Vous savez que notre séjour actuel en ce pays, est relatif à des questions nécessaires. Si on les passe sous silence, les domaines religieux et mondains vont s’altérer. Par Allâh, nous n’avons pas choisi le fait d’être loin de vous. Si les oiseaux pouvaient nous porter, nous serions revenus à vous. Cependant, l’absent a une excuse. Vous, si vous pouviez voir ce qu’il y a au fond des choses - Louange à Allâh - vous n’aurez à l’heure actuelle que ce choix.

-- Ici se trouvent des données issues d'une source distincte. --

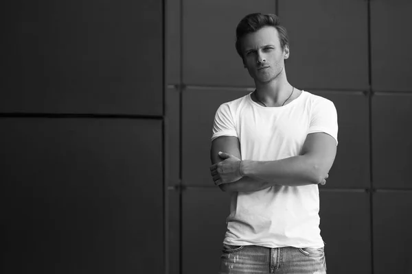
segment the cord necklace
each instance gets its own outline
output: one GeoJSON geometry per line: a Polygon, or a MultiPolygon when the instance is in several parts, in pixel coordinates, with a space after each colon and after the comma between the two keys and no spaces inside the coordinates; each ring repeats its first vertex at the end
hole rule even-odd
{"type": "MultiPolygon", "coordinates": [[[[288,99],[286,99],[285,100],[285,101],[284,102],[284,103],[282,104],[281,106],[284,106],[284,105],[285,104],[285,103],[290,98],[290,97],[292,97],[292,95],[293,94],[293,91],[295,90],[295,87],[293,87],[293,88],[292,88],[292,92],[290,92],[290,95],[289,95],[289,97],[288,97],[288,99]]],[[[258,98],[258,96],[256,95],[256,90],[255,90],[255,98],[256,98],[256,100],[259,101],[260,102],[260,103],[262,103],[263,105],[264,105],[265,107],[266,107],[266,105],[264,104],[264,103],[263,103],[262,101],[259,100],[259,98],[258,98]]]]}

Nous n’avons pas pris la résolution de séjourner ou d’immigrer un seul mois. Au contraire, chaque jour nous consultons Allâh pour nous et pour vous. Priez pour qu’il nous accorde Ses faveurs. Nous demandons à Allâh - Ta’âla - de nous accorder ainsi qu’aux musulmans, tout ce qui est rempli de Sa Grâce, dans la bonté et le salut. Allâh a ouvert les portes du bien, de la miséricorde, de la voie droite et de la bénédiction, qui n’ont jamais traversé l’esprit ou l’imagination des hommes.


Nous sommes, à chaque instant préoccupés par le voyage et nous consultons, toujours Allâh - Ta’âla. Il ne faut pas que quelqu’un puisse croire que nous donnons la préférence aux choses de ce bas monde, plutôt que votre compagnie. Au contraire, nous ne donnons aucune préférence aux choses de ce bas-monde sur votre compagnie. Mais c’est qu’il y a là d’importantes choses dont nous craignons qu’elles fassent du mal au commun des musulmans et aux élites. La personne présente [en ce lieu] assiste à des choses qu’une personne absente ne peut voir.


Ce qui est recherché par chacun de nous, c’est de multiplier ses invocations pour obtenir les bienfaits, car Allâh sait et nous ne savons pas. Il peut et nous ne pouvons pas. Il est celui qui sait absolument tout des choses cachées. Le Prophète (sallallahu ’alayhi wa sallam) a dit : « Une partie du bonheur du fils d’Adam est due au fait de consulter Allâh et d’être satisfait des bienfaits qu’Il lui a accordé. Une partie du malheur du fils d’Adam est due au fait de ne pas consulter Allâh et l’insatisfaction des bienfaits qu’Il lui a accordé. »Rapporté par at-Tirmidhî  Le commerçant est en voyage et craint de perdre ses biens. Il a besoin de se fixer jusqu’à les écouler. Notre cas est ce qui illustre le mieux cette parole.


Il n’y a de force et de pouvoir que par Allâh, que la paix et la bénédiction d’Allâh soient sur vous un grand nombre de fois, et sur l’ensemble de ceux qui sont à la maison, petits et grands, ainsi que les proches et les amis, un à un.


Louange à Allâh, le Seigneur des mondes et que la prière et le salut d’Allâh soient sur notre maître Muhammad, sa famille et ses compagnons.